AVC-Proxy uses greatly reduced bitrates. All levels are VBR, 4:2:0 8-bit, and use the QuickTime mov format. The highest level is G6 (6 Mbps for all resolutions, no downscaling). The lower levels, SHQ, HQ, LOW, reduce the input stream's resolution to achieve 3.5, 1.5, and 0.8 Mbps respectively. A recoder can generate a higher-quality recording and AVC-Proxy at the same time. The smaller "proxy" recording is then useful in reviewing the content or off-line editing in a remote place.

==Third-party support==
- Avid's Media Composer since v 3.5.0 provides support via Avid Media Access (AMA), a new plug-in architecture
- Apple's Final Cut Pro 7 provides native AVC-Intra decoding within a ProRes 422 timeline.
- Apple's Final Cut Pro X provides native editing of AVC-Intra, including AVC-Intra 100 and AVC-Intra 50, as well as AVC-LongG, with support for import and playback without transcoding within a ProRes 422 timeline.
- MXF4mac offers an AVC-Intra codec for QuickTime that allows to export AVC-Intra and to set up native AVC-Intra timelines in Final Cut Pro.
- EVS Broadcast Equipment has announced AVC-Intra 100 support for their XT[2]+, XT[3] and XS server family
- MainConcept offer an AVC-Intra encoder and decoder as part of their Codec SDK
- Harris Corporation announced AVC-Intra support for the NEXIO AMP line of video servers at NAB 2008
- Omneon announced AVC-Intra support for their Spectrum and MediaDeck products in 2007.
- Quantel demonstrated AVC-Intra workflow at NAB 2007, and released to customers in 2008 with their V4 software.
- Grass Valley has announced native support for AVC-Intra in Edius 4.5
- Adobe's After Effects CS5 provides native AVC-Intra decoding.

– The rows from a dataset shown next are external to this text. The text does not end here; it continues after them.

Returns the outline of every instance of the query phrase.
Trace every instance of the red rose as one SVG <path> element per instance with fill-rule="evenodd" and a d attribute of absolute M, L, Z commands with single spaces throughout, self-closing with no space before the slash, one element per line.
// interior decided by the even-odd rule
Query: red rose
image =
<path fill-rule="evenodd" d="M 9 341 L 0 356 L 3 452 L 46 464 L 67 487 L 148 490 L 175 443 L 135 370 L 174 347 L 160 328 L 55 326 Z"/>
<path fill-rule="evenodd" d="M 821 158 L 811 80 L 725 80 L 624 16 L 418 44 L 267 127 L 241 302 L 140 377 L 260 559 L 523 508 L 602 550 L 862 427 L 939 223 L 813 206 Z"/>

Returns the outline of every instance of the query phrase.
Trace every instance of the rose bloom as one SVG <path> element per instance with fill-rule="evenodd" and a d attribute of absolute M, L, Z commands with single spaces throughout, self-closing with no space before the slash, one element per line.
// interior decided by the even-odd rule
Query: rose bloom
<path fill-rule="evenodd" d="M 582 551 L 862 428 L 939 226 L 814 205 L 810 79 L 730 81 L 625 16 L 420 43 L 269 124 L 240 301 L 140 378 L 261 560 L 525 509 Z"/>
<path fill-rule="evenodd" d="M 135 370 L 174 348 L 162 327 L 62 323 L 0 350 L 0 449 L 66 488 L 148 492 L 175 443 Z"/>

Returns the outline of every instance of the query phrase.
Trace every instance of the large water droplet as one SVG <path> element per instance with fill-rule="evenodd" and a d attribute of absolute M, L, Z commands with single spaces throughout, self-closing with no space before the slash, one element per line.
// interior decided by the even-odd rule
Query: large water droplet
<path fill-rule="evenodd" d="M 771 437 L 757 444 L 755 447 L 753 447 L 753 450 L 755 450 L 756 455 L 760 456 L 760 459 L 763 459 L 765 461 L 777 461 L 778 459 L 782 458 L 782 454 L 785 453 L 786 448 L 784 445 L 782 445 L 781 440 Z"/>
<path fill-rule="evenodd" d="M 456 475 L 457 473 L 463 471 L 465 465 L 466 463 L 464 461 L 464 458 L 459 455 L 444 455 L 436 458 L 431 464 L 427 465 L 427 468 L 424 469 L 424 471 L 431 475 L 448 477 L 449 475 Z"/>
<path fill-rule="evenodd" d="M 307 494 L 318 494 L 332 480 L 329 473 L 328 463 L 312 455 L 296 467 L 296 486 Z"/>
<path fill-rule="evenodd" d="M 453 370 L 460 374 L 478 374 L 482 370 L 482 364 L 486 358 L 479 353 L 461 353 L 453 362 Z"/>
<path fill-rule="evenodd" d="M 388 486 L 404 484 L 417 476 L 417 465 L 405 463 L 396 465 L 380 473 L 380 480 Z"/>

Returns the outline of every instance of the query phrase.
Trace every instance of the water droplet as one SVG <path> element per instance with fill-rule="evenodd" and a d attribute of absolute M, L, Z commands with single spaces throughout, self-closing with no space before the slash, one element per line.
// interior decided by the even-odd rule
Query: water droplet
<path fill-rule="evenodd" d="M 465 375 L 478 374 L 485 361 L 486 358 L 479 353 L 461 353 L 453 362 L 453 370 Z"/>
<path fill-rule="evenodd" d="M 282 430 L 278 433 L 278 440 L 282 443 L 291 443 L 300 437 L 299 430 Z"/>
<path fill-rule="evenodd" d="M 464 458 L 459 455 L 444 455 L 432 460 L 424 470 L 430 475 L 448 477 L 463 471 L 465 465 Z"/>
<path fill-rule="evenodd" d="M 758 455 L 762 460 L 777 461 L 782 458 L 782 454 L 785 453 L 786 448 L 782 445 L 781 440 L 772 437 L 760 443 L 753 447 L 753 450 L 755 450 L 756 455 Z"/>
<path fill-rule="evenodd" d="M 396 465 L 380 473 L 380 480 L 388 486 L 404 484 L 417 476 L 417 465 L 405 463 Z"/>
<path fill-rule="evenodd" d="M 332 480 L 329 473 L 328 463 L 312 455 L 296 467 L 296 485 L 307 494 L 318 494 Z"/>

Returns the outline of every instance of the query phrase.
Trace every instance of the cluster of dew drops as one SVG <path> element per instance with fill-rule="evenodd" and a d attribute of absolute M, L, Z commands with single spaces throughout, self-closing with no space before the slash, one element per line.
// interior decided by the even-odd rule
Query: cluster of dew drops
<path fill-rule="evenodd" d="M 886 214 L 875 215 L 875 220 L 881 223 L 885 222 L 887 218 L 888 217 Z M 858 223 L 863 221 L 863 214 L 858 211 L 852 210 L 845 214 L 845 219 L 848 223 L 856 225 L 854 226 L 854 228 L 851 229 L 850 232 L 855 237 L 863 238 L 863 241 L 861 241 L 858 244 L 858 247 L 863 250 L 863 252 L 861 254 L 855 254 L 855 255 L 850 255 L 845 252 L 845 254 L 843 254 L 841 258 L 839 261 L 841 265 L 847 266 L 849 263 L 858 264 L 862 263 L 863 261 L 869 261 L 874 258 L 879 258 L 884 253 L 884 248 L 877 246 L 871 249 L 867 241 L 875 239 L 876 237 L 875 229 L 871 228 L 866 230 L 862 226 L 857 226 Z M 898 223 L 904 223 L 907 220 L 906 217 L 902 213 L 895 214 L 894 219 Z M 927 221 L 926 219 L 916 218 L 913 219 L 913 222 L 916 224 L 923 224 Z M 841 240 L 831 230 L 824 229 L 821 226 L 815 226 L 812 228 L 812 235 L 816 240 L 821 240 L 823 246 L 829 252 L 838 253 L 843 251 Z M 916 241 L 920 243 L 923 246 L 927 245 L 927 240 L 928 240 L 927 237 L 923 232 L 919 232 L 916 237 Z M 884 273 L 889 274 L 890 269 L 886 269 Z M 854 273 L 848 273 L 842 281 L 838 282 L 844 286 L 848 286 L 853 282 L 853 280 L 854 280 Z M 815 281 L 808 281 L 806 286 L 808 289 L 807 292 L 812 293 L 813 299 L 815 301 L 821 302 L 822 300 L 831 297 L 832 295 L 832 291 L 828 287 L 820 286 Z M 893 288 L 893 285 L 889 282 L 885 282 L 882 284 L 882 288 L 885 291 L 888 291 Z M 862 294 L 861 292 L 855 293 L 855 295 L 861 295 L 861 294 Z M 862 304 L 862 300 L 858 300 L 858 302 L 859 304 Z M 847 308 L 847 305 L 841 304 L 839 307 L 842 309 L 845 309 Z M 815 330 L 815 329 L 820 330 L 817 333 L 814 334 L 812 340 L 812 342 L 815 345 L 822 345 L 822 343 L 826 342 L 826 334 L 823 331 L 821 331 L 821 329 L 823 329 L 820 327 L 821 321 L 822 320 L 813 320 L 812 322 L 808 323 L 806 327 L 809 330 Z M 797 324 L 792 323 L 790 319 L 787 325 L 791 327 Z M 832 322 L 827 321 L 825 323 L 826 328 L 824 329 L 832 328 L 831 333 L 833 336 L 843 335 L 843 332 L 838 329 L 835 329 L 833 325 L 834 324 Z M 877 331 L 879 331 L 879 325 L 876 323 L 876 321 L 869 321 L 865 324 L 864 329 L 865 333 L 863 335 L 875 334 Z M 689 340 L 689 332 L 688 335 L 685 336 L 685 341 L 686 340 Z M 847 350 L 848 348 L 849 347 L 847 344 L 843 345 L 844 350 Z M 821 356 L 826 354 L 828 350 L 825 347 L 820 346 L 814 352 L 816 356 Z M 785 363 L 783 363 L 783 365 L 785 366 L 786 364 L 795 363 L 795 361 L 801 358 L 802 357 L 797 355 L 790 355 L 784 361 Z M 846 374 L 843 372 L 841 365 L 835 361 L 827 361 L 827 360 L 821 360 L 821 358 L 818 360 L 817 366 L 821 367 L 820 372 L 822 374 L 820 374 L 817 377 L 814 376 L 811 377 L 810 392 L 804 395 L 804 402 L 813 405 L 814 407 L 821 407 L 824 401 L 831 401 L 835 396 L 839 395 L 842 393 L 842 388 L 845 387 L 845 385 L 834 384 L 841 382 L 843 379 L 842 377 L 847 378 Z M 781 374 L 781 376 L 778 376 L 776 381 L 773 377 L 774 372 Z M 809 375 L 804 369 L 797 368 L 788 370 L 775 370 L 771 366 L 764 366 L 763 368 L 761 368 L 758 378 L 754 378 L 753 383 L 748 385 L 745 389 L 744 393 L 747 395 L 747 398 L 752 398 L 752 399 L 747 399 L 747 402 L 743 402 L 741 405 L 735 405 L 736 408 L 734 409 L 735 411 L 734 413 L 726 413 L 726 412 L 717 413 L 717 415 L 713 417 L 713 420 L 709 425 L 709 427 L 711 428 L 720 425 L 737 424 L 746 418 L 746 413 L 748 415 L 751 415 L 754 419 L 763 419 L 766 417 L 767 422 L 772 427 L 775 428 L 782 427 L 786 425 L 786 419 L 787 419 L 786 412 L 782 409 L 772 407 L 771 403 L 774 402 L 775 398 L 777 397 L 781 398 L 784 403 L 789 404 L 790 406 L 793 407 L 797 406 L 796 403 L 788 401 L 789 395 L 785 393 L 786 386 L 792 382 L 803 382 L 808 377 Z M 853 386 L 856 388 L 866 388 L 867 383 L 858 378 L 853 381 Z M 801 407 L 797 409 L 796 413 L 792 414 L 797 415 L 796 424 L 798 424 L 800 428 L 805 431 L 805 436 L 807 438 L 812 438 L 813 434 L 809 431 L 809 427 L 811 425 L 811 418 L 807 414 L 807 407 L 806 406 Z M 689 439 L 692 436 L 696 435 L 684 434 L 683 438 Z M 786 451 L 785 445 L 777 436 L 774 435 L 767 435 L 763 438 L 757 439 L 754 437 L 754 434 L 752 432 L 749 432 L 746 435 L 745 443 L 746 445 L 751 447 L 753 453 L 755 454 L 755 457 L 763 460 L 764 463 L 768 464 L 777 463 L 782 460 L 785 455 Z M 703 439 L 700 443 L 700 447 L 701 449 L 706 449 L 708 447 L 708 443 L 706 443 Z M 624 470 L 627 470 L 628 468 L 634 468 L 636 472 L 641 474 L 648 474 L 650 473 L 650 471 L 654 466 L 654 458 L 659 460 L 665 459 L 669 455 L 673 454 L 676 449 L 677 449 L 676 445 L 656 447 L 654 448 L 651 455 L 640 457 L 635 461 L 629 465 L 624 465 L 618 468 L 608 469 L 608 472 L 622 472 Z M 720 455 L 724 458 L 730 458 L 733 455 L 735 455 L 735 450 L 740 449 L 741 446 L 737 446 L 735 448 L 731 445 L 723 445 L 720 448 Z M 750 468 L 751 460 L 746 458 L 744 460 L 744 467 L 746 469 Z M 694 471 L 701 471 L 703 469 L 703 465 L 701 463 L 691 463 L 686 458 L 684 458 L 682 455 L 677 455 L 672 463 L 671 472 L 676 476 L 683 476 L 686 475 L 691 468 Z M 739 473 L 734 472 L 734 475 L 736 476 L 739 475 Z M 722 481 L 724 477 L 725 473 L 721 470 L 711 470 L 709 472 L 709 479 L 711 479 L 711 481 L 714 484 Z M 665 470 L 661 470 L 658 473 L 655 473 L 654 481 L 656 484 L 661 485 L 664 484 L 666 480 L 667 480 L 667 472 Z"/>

- Vanguard Software Solutions provides an H.264/AVC PC SDK capable of encoding at 100 Mbit/s in real-time
- FFmpeg and Libav support decoding of both forms of AVC-Intra
- ATEME AVC-I Contribution Encoders
- x264 can encode AVC-Intra
- Broadcast products based on SHINE Media Platform of GammaRED Engineering

Several companies introduced AVC Intra codec semiconductor intellectual property cores.
- CoreEL Technologies provides AVC-Intra Class 50 and AVC-Intra Class 100 IP cores.
- Tata Elxsi provides AVC-Intra & AVC-Ultra fully optimizable class 50 and 100 IP.
- Vanguard Software Solutions provides AVC-Intra 50 and 100 encoder IP (up to AVC-Ultra: 1080p60 at 300 Mbit/s).
- Nethra Imaging provides AVC-Intra 50 and 100 encoder IP.